Rising global petroleum prices may have increased worries of retail customers, but it helped oil exports rise 36.4 per cent for August. Besides, engineering goods rose 19.53 per cent in the month, pushing up the overall outbound shipment that grew for the 12 straight months after contracting for more than a year.
Import growth also accelerated in August to $35.46 billion, up 21 per cent as compared to the 15.42 per cent rise in July. This pushed up the trade deficit in August to $11.64 billion from $7.7 billion in August 2016. This may push up current account deficit further.
According to the commerce department, India exported $23.81 billion worth of goods in August against $21.59 billion in the same month last year.
The first set of trade data released after Suresh Prabhu took charge as commerce and industry minister showed that export growth gathered pace in August after decelerating for four months since March, when it hit a high of 27 per cent. Exports grew 8 per cent in May and 4.39 per cent in June.

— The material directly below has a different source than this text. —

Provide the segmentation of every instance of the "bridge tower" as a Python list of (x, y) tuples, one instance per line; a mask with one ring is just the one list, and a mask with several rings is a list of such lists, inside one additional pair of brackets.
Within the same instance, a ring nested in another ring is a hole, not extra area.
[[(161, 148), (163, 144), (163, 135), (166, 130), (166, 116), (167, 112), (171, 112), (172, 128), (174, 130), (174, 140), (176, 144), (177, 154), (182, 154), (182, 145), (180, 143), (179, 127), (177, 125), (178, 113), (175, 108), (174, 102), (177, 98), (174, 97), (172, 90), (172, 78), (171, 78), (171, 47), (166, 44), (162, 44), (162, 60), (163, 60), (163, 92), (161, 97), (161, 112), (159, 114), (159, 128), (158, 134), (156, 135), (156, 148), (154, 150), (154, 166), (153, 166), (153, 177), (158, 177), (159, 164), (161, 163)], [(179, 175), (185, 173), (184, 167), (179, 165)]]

The growth came even as exporters complained over the refund mechanism under the GST, saying it was affecting outbound shipments.
Exporters have to pay integrated GST on import of goods and then claim refunds based on their scrips under the new indirect tax system.
Import of gold surged around 69 per cent and that of silver by over 100 per cent. Non-oil, non-gold imports rose over 20 per cent in August, but it is still not clear whether it would mean robust industrial recovery. The index of industrial production (IIP) remained more or less flat in July after contraction in June. The ray of hope is that project goods increased 26.5 per cent in August.
“The rebound in growth of non-oil merchandise exports in August was dwarfed by the 20.7 per cent surge in non-oil non-gold imports, bloating the trade deficit by $4 billion relative to August 2016,” said Aditi Nayar, principal economist at ICRA.
Imports recorded a fairly broad-based upsurge in August. Besides, inbound shipment of precious metals and fuel such as crude oil and coal, electronic goods, iron and steel, and machinery increased significantly.
Cumulatively, imports were worth $181.71 billion in the first five months of the current fiscal year, much more than $143.50 billion in the same period of the previous year.
Only four sectors contracted among the 30 most important export sectors. This was down from July, when 11 sectors were in decline.Among major foreign exchange earners were petroleum and engineering exports.
“Engineering exports have been growing at a respectable pace and the growth is due to a pick-up in base metals. But the rupee value is a cause for concern,” said T S Bhasin, chairman of the Engineering Exports Promotion Council of India.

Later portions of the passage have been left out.